So what's going on? Maybe it's a little perspective. Nursing muscle pulls and various sprains earlier in the season (and talking so much about it all), the Clippers seemed to be whining and feeling sorry for themselves. There's nothing like seeing a nice guy's knee implode to make you realize that you're lucky to be getting paid to play a game. I suppose it could go the other way - you could realize that basketball is not life and death, and you could lose interest in working hard to win individual games. But the other seems more likely and seems to be what is happening - as long as you're out there playing, you need to play hard, because you are able to. It would be an insult to Livingston, who can't play for a long time, to go out there and do less than your best.
The team also has more clearly defined roles than at any time in the season. Interestingly, during the All Star break, before Shaun's injury, I mentioned the question of roles as a season-long problem for this team.
The combination of Livingston's injury and MDsr's sudden discovery of a potential All Star previously hidden on his bench seems to mean that we know who the starters are going to be from game to game. Sure, there will be some matchup chess going on, but since the All Star break, it's almost made sense (Ross starts to guard Ray Allen - OK, I get it). At any rate, even if I'm wrong and there are more starting lineup shenanigans to come, there are more minutes for everyone. More importantly, crunch time will be pretty clear cut, I should think. Thomas may be in for Kaman if the matchup allows it. Ross may be in if there's someone we have to stop (or we may go offense/defense). But Kaman, Brand, Maggette, Mobley and Cassell (when healthy) are going to play the significant fourth quarter minutes.
Of course, I'm taking a pretty big risk saying positive things about this team PRIOR to the San Antonio game. Nothing like a beat down from the Spurs to make a team realize how far they have to go. But as long as we see a solid defensive effort tonight, even in a loss, I'm going to come out of this game feeling OK. (A defensive meltdown on the other hand and I officially have no idea what I'm talking about.)

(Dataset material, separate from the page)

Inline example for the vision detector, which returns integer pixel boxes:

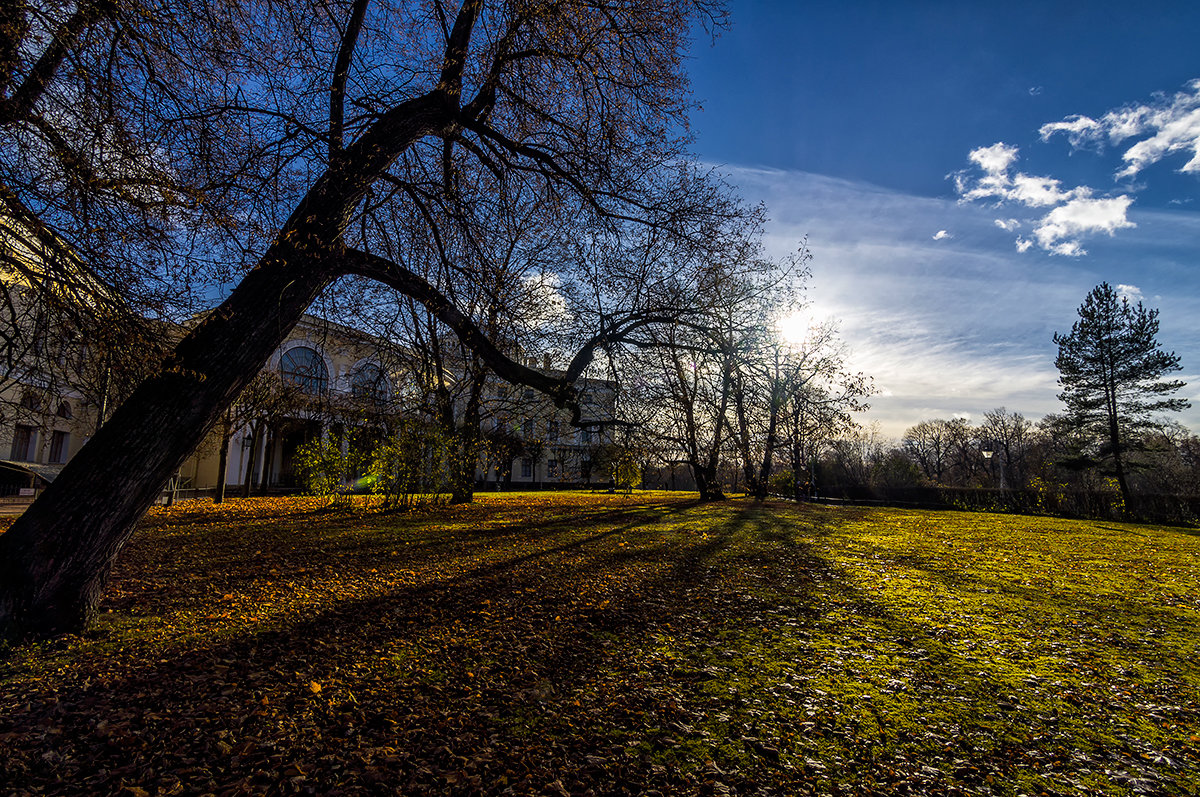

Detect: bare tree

Finally, there's the subject of the playoffs. The Clippers schedule gets pretty tough down the stretch. 12 of the remaining 23 games are against teams with winning records, and 7 more are against those middling teams hovering just below .500 like the Hornets, Nuggets, Warriors, Wolves, Kings and Nets. This is a good news, bad news scenario, I suppose. Wins against those other Western Conference playoff hopefuls (the Clippers have two each against the 9th and 10th place Hornets and Kings) can solidify the Clippers spot. Likewise, the Clippers have two seemingly winnable games against the Lakers, who are a mere 3.5 games ahead of the Clippers for the 6th spot. As crazy as it seems, win those two games and the injury-decimated Lakers can easily be overtaken. The bad news is that full 19 of the final 23 games are against playoff teams, or teams fighting hard to get there. The potential for an 8-15 finish is very real.
As for the competition, the Warriors and Wolves appear to be done, although Golden State could make a final push when they get Baron Davis back tonight. The Nuggets have looked truly awful, and their remaining schedule is arguably more difficult than the Clippers'. The Hornets, whom I expected to come on strong, have yet to turn it on. Only the Kings, the team I most expected to blow up and go into the tank, have played well lately. It doesn't look like it's going to take a huge push to secure a playoff spot.

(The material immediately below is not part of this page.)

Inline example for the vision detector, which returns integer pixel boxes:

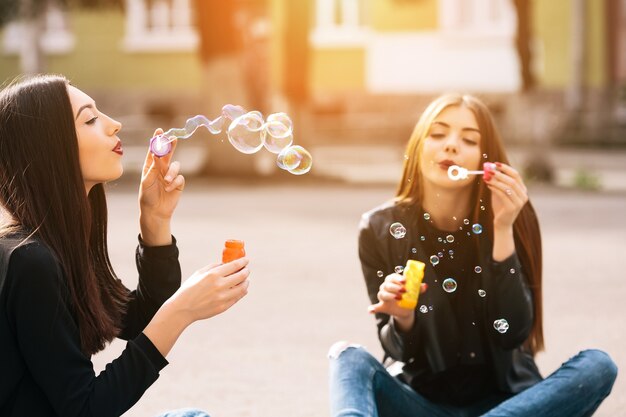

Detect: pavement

[124,143,626,192]
[101,146,626,417]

If the Clippers can make the playoffs, and particularly if they can actually overtake the Lakers for the LA NBA Title, the season goes from major disappointment to mild success. People will mostly forget the lackluster first four months of the season and instead talk about the way the team pulled together in the face of a crisis. Add in the inevitable 'when we get Livingston back' optimism, (hopefully) two first round picks in a very strong draft, and a possible contract buyout to get MBFGC into red, white and blue, and the 2007 off-season becomes a time of promise and potential, where only a week ago it figured to be full of recrimination and regret.